Collapse duplicate lines, show occurrence counts. Part of the DevTools Surf developer suite. Browse more tools in the Text / String collection.
Use Cases
Data engineers removing duplicate entries from ETL pipeline output
DevOps teams deduplicating repeated log messages before analysis
Developers cleaning up duplicated imports or dependency lists in config files
QA testers comparing test output files for unexpected duplicate results
Tips
Paste text with repeated lines to see unique entries and occurrence counts
Use it to clean up duplicated entries in CSV or config files
Check the count column to identify the most frequently repeated lines
Fun Facts
The Unix 'uniq' command, which removes duplicate adjacent lines, was part of the original Unix Version 3 (1973) — line deduplication is a 50-year-old problem.

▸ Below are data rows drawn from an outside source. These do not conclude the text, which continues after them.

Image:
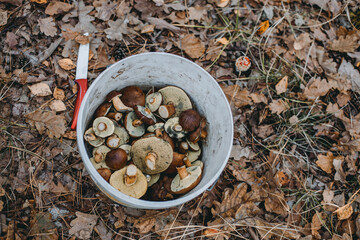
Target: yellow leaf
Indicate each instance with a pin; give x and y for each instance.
(263, 26)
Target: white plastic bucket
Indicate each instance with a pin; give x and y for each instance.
(159, 70)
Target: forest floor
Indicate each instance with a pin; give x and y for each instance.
(293, 172)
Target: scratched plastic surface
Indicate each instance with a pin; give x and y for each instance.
(159, 70)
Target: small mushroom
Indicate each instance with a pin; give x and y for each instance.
(174, 129)
(116, 159)
(153, 101)
(145, 115)
(166, 111)
(123, 180)
(132, 96)
(193, 155)
(151, 155)
(132, 125)
(103, 127)
(114, 97)
(178, 97)
(186, 179)
(99, 153)
(189, 120)
(119, 137)
(92, 139)
(102, 110)
(105, 173)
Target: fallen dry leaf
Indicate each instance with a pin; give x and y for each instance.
(192, 46)
(281, 86)
(47, 121)
(66, 64)
(40, 89)
(83, 225)
(278, 106)
(326, 162)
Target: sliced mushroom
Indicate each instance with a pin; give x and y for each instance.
(116, 159)
(135, 190)
(114, 97)
(186, 179)
(152, 155)
(102, 110)
(132, 96)
(193, 155)
(153, 101)
(92, 139)
(103, 127)
(132, 126)
(119, 137)
(99, 153)
(178, 97)
(174, 129)
(145, 115)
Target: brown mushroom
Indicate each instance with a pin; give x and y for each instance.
(189, 120)
(132, 96)
(116, 159)
(186, 179)
(151, 155)
(122, 181)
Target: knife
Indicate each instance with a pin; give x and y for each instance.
(81, 78)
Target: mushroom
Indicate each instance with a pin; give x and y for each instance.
(166, 111)
(132, 96)
(102, 110)
(100, 152)
(92, 139)
(105, 173)
(193, 155)
(130, 181)
(189, 120)
(152, 155)
(103, 127)
(133, 125)
(116, 159)
(174, 129)
(145, 115)
(119, 137)
(178, 97)
(153, 101)
(186, 179)
(114, 97)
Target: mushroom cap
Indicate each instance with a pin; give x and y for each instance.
(116, 159)
(178, 97)
(132, 96)
(143, 146)
(137, 190)
(181, 186)
(193, 155)
(133, 131)
(95, 143)
(143, 115)
(153, 101)
(170, 123)
(189, 120)
(103, 109)
(108, 129)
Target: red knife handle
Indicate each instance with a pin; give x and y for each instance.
(82, 83)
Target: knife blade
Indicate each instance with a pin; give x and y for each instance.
(81, 78)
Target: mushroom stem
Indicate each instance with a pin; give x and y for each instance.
(130, 175)
(137, 122)
(166, 111)
(115, 115)
(187, 162)
(150, 160)
(182, 172)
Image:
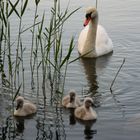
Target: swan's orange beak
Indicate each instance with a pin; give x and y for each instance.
(86, 21)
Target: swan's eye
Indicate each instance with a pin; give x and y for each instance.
(88, 15)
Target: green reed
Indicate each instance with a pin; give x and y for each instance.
(46, 57)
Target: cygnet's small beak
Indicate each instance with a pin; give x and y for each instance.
(18, 106)
(86, 21)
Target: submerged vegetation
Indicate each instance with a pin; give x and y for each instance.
(47, 59)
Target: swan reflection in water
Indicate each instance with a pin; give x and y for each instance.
(94, 67)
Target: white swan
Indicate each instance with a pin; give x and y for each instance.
(85, 112)
(71, 100)
(24, 107)
(93, 40)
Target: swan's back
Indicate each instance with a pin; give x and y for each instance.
(103, 44)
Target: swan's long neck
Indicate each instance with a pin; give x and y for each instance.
(89, 46)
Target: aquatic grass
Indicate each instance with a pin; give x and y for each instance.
(46, 41)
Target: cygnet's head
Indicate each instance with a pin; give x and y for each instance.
(88, 102)
(72, 96)
(91, 13)
(20, 102)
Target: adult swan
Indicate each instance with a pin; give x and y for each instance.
(93, 40)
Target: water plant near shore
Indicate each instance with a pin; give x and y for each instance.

The 'sort | uniq' pipeline is one of the most common Unix command combinations. In 2019, GNU coreutils added 'sort -u' as a combined shortcut.
Hash-based deduplication (using a Set or HashMap) runs in O(n) time, while sort-based dedup runs in O(n log n) — but the hash approach uses more memory.
FAQ
How is this different from Line Deduper?
Line Dedupe shows occurrence counts per duplicate line — useful when you're triaging which duplicates matter. Line Deduper just removes duplicates without counts.
Can I filter by count?
Yes — show only lines that appear more than N times. Useful for finding the most-duplicated entries in a log.
Are counts case-sensitive?
Same as Line Deduper — toggle 'case-insensitive' to group variations together. Counts reflect the grouping.
Can it work as a frequency histogram?
Yes — sort the output by count descending and you have a frequency distribution. Paired with the Word Frequency tool, this covers both whole-line and word-level analysis.